Institutional Economics
Acknowledges the critical roles institutions, like modulating systems for RWAs, make in attenuating uncertainty and ensuring financial stability.
Behavioral Economics
Would find exploring RWAs interesting as decision biases regarding mundane capital risk in the banking context.
Post-Keynesian Economics
Might explore RWA in the spirit of ensuring stable financial systems that Macroeconomics relying on market equilibrium theories somewhat touche.
Austrian Economics
Their skepticism towards regulatory interventions would provoke critical examinations of mandated bank Capital ratios sourced from RWAs.
Development Economics
Exploration of how access to stable and correctly managed banking capitals remove hindrances to socio-economic development.
Monetarism
The perspective of viewing capital requirements for banks (driven by RWAs) holistically fits keeping to traditional explanations of inflation targeting facilitated stable credit earn.
Comparative Analysis
Various regions and institutions adopt their methods refined from international standards liquidating implications; for example, European banks operate under the nuanced regulations entwined with Basel III deductions-overhead regimes.
Case Studies
Studying how Risk Weighted Asset methodologies prevented potentially detrimental systemic banking failures during financial crises can enrich ground detail examples for examinations e.g Global Financial Crisis of 2007-08 contrasting jurisdictions ( U.S vs EU profiles).

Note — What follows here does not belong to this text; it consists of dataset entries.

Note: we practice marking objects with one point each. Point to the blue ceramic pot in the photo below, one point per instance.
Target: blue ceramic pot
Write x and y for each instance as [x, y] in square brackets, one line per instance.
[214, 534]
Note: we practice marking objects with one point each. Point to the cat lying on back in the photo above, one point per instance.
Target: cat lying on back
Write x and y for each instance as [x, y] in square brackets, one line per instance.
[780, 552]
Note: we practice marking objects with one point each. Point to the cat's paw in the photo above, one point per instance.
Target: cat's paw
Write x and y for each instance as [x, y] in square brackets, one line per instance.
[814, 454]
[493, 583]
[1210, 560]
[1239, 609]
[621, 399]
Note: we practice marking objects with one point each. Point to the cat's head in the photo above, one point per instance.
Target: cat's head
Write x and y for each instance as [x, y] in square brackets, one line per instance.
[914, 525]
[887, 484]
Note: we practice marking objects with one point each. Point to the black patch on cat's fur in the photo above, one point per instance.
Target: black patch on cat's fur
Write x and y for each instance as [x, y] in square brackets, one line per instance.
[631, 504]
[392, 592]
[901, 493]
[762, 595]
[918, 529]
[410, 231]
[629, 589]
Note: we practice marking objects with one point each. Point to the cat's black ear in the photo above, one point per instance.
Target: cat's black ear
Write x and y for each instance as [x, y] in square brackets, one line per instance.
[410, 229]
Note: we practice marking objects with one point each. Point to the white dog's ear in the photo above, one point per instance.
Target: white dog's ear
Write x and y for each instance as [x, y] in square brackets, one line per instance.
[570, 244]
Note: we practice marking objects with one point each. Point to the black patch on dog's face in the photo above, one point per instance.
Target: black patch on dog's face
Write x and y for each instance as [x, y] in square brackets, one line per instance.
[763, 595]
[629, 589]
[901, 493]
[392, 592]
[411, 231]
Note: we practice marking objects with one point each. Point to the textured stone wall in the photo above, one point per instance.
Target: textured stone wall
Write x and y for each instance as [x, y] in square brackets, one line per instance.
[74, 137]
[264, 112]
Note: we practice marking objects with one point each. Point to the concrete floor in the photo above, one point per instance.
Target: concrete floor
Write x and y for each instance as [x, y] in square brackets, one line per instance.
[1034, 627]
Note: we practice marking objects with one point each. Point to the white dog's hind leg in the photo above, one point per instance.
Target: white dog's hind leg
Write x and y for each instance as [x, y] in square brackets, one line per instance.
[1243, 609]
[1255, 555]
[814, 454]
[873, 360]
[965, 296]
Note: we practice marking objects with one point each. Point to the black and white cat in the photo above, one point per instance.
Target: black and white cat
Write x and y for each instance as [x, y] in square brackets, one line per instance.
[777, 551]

Suggested Books for Further Studies
- “Capital Requirements for Banks: Capital Quality-One-Price Theory, Dynamics of Risk” by Peter Keller”
- “Risk Management and Capital Adequacy” by Amal Berreirono
Related Terms with Definitions
- Credit Risk: Potential that a borrower will default on a loan obligation.
- Basel Accords: International regulatory framework for banks, developed by the Basel Committee.
- Operational Risk: Risk of loss resulting from inadequate or failed internal processes, people, systems, or external events.
- Tier 1 Capital: Core capital of a bank’s strength defined by subset capital metricsAttribPointer management.